Dallas

Concern Grows About Fort Worth ‘Booby Trapped' Homeless Camps

Hanging fish hooks, barbed wire reported around some camp sites

Residents in a Fort Worth neighborhood are concerned about a growing population of homeless camps.

“[It is] a biohazard. I mean there’s used needles, condoms [and] they are urinating [and] defecating in our creeks,” Thomas Hamilton said. “It’s not safe for someone to take their kids to experience nature at the creek.”

Hamilton has lived in the Meadowbrook area of Fort Worth for two years and has documented around 18 camps in his community.

“People just going out to enjoy their neighborhood will go into a wrong area, so to speak, and not be aware of the dangers that lie there,” Hamilton said. “Heaven forbid some kids go off to the creek to play and something bad happens.”

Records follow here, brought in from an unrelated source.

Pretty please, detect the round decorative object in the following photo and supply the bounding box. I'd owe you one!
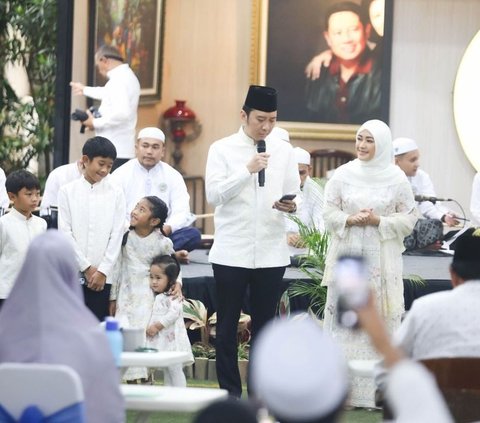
[453,31,480,172]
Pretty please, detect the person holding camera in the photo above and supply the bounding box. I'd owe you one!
[323,120,417,407]
[70,45,140,170]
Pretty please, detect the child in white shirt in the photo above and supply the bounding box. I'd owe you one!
[58,136,125,320]
[147,256,193,387]
[0,167,10,210]
[110,195,181,381]
[0,170,47,306]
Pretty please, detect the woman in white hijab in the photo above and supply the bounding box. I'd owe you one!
[0,230,125,423]
[323,120,417,407]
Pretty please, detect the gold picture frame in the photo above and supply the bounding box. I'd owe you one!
[89,0,166,104]
[250,0,393,141]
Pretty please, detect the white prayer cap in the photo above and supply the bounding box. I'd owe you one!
[293,147,310,165]
[270,126,290,142]
[393,138,418,156]
[137,126,165,143]
[251,316,348,421]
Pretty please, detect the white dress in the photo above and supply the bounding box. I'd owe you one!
[112,230,174,380]
[147,294,193,365]
[323,178,416,407]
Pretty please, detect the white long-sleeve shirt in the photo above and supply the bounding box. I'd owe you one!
[0,168,10,209]
[408,169,448,220]
[83,63,140,159]
[112,159,192,232]
[0,208,47,299]
[58,176,125,283]
[386,360,453,423]
[470,173,480,225]
[40,162,82,215]
[206,128,300,269]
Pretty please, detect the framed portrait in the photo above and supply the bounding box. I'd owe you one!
[89,0,165,103]
[250,0,393,140]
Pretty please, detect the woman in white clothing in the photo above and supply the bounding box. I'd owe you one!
[323,120,417,407]
[470,172,480,225]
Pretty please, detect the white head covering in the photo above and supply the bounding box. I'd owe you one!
[269,126,290,142]
[0,230,125,422]
[331,119,406,187]
[250,316,348,421]
[293,147,310,165]
[137,126,165,143]
[393,138,418,156]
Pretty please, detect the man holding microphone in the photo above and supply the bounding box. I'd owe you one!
[206,85,300,397]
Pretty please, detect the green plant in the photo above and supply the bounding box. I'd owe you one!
[0,0,57,173]
[237,342,250,360]
[183,299,252,359]
[192,342,211,358]
[280,210,329,318]
[183,299,210,345]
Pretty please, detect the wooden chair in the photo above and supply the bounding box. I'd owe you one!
[310,148,355,178]
[420,357,480,423]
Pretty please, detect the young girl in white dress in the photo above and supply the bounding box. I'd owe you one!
[110,196,182,381]
[146,255,193,387]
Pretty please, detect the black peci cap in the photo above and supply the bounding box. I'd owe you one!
[245,85,277,113]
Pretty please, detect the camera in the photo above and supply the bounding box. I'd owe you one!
[71,109,88,122]
[335,256,370,329]
[70,106,102,134]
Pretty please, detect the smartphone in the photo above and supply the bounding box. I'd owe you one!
[335,256,370,329]
[278,194,297,203]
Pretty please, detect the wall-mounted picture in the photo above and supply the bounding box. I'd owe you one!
[89,0,165,103]
[252,0,393,139]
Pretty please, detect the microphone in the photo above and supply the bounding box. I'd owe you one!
[415,195,454,204]
[257,140,267,187]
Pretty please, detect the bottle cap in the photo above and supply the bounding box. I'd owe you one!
[105,317,119,330]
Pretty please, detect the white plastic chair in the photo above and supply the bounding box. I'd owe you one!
[0,363,84,423]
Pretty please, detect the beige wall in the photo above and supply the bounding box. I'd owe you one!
[71,0,480,232]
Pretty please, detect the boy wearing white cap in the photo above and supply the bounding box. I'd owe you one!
[112,127,200,251]
[393,137,458,251]
[286,147,325,256]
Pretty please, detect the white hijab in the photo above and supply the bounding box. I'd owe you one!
[332,119,406,187]
[0,230,125,423]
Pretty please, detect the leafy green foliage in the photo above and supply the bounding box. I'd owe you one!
[282,189,329,318]
[0,0,57,173]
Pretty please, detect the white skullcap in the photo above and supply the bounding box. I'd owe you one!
[137,126,165,143]
[251,316,348,421]
[393,138,418,156]
[270,126,290,142]
[293,147,310,165]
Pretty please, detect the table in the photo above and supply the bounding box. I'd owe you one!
[181,250,452,316]
[120,384,228,423]
[120,351,189,367]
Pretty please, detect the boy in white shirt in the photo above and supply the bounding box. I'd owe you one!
[0,167,10,210]
[58,136,125,320]
[0,170,47,306]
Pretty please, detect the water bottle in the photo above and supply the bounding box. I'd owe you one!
[105,317,123,367]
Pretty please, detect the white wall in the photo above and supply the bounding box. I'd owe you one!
[390,0,480,219]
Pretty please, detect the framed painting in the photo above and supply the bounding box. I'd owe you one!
[250,0,393,140]
[89,0,165,103]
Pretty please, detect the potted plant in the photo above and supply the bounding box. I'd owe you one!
[237,342,250,383]
[192,342,211,380]
[280,210,329,318]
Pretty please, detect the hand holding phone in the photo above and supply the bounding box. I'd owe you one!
[278,194,297,203]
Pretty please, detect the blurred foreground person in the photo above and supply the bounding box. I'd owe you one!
[251,314,453,423]
[0,230,125,423]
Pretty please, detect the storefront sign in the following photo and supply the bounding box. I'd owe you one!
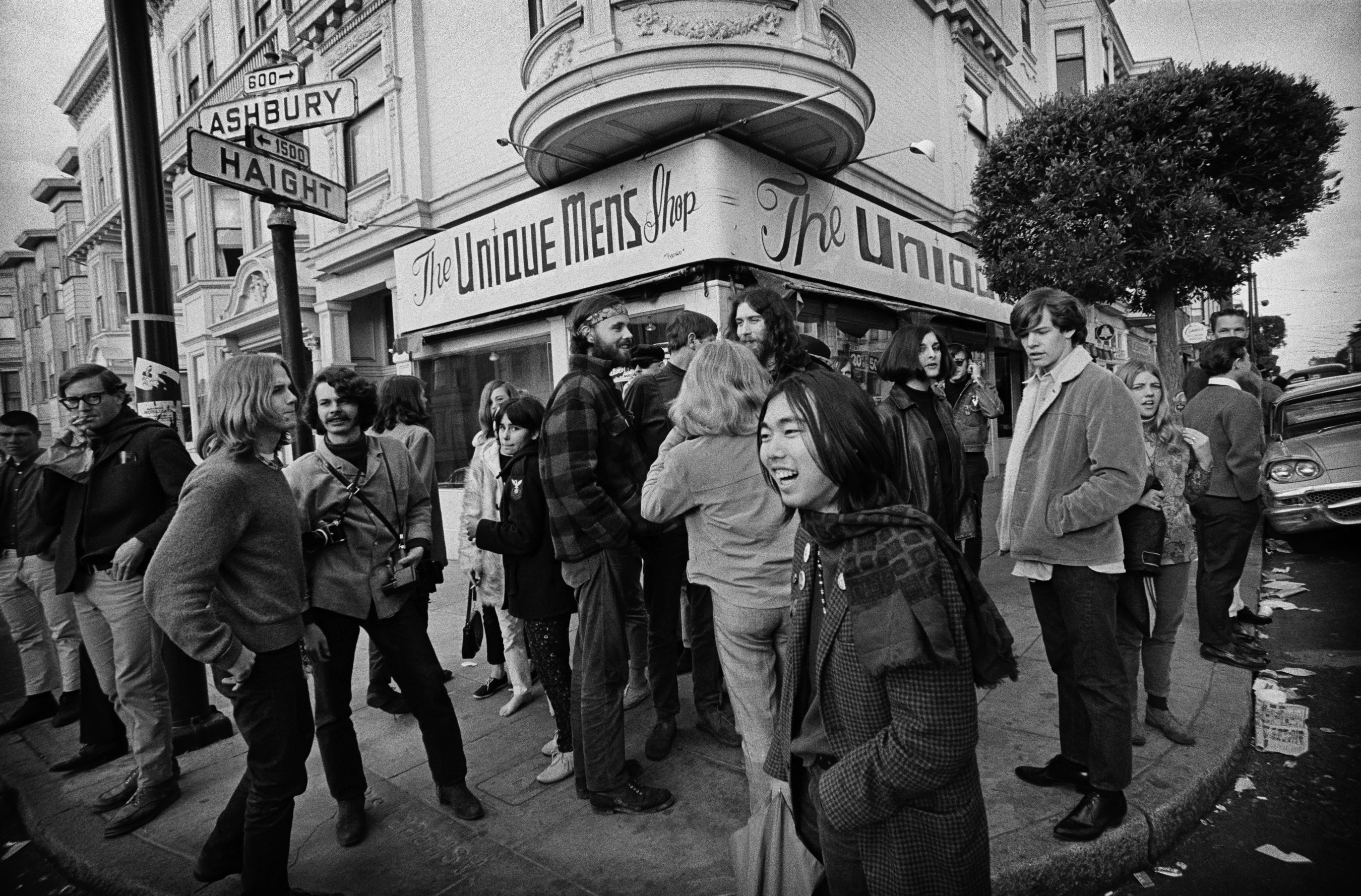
[395,139,1010,333]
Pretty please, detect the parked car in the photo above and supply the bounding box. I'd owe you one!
[1262,374,1361,536]
[1283,364,1347,389]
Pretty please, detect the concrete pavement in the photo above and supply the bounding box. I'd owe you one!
[0,480,1260,896]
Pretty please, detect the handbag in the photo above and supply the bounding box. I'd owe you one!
[728,791,822,896]
[463,579,482,660]
[317,454,430,601]
[1120,473,1168,575]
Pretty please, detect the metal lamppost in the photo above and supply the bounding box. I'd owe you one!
[103,0,231,753]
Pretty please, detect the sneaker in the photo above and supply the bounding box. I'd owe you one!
[535,753,577,785]
[472,676,511,700]
[103,779,179,839]
[591,781,676,816]
[0,691,57,734]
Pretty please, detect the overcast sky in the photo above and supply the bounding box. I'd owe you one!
[0,0,1361,368]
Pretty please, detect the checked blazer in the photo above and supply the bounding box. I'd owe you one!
[765,506,991,896]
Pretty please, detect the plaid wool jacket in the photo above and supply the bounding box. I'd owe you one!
[765,506,991,896]
[539,355,653,561]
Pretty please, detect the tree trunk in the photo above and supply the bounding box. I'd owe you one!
[1149,287,1182,401]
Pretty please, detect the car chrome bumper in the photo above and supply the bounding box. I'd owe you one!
[1266,483,1361,534]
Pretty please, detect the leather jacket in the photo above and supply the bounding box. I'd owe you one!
[879,383,978,541]
[954,379,1003,452]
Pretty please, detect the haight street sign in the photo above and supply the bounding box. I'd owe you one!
[246,125,312,170]
[199,78,358,140]
[189,129,348,223]
[245,62,302,94]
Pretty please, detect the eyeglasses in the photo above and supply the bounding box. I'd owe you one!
[58,392,109,411]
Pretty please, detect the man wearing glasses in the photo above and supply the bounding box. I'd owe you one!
[38,364,193,838]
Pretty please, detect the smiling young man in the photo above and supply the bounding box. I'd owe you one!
[0,411,80,734]
[539,294,674,814]
[998,288,1149,840]
[283,367,483,846]
[38,364,193,838]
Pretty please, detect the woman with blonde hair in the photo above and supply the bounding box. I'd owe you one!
[642,341,797,812]
[459,379,532,715]
[1116,360,1214,746]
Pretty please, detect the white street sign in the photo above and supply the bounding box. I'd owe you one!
[246,125,312,169]
[245,62,302,94]
[189,131,348,223]
[199,78,358,140]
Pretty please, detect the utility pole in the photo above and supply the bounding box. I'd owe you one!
[270,205,313,457]
[103,0,231,753]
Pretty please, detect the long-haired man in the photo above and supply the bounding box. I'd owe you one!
[146,355,337,893]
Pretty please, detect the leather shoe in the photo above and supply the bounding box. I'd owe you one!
[1017,754,1091,793]
[694,710,742,746]
[642,718,676,763]
[103,779,179,839]
[336,797,369,846]
[1200,645,1267,672]
[1054,789,1127,840]
[52,691,80,727]
[48,741,128,772]
[577,758,642,799]
[0,691,57,734]
[434,781,486,821]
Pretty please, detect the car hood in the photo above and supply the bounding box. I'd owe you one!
[1264,424,1361,491]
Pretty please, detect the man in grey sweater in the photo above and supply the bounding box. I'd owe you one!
[1183,336,1267,669]
[144,355,337,893]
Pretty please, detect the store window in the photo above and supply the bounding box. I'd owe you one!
[1054,29,1087,97]
[416,336,552,483]
[344,50,388,187]
[212,186,243,277]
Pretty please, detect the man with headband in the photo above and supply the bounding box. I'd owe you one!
[539,294,675,814]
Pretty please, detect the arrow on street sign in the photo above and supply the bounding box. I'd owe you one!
[199,78,358,140]
[245,62,302,94]
[246,125,312,169]
[189,129,350,223]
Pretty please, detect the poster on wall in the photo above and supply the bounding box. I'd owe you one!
[393,138,1010,333]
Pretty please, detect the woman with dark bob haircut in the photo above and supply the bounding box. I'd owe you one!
[758,370,1015,896]
[879,324,978,543]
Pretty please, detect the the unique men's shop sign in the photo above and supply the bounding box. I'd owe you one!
[395,138,1010,333]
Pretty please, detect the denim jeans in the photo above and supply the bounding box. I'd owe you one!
[0,551,80,697]
[713,598,789,814]
[1030,565,1134,790]
[75,572,173,787]
[789,758,870,896]
[1116,561,1191,713]
[312,594,468,799]
[562,544,642,793]
[1191,495,1262,647]
[200,645,312,896]
[630,526,723,719]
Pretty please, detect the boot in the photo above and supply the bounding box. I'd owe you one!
[336,797,369,846]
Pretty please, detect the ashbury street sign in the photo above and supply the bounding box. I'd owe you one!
[393,138,1011,333]
[199,78,358,140]
[189,129,348,222]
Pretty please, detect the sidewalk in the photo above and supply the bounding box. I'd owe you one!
[0,480,1260,896]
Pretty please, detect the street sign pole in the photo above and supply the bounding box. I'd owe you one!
[270,205,313,457]
[103,0,231,753]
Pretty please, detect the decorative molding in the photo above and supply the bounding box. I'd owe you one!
[633,3,784,41]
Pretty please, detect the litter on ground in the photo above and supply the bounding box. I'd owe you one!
[1258,843,1309,863]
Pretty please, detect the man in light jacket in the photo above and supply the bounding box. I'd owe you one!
[998,287,1149,840]
[283,367,483,846]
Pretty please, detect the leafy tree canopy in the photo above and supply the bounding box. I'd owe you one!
[973,64,1343,314]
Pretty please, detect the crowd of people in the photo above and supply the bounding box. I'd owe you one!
[0,287,1268,896]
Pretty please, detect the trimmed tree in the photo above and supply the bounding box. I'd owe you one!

Hamilton said they have learned of a new threat.

“People are actually setting booby traps along these creeks to keep people out of their camps,” he said. “All it’s going to take is for an innocent individual who doesn’t know that these things exist and end up hurt or killed or something bad.”

A North Dallas group that works with the homeless told police, while on an outreach mission, a homeless man said he set fish hooks around his camp and taught other homeless people how to do the same. Group members said they saw the hooks hanging in a trail, noticed a strand of barbed wire across a trail and a makeshift alarm system of leaves placed over sheet metal.

Fort Worth police sent a memo to officers saying, while their officers had not seen the devices, they should use caution.

“I’m not against the homeless, Fort Worth has some great programs to assist the homeless and help them get back on track and into productive lives,” Hamilton said. “We’re all looking for solutions. One thing we spoke about was making it uncomfortable to camp to try to help these people move in the right direction to where the help is.”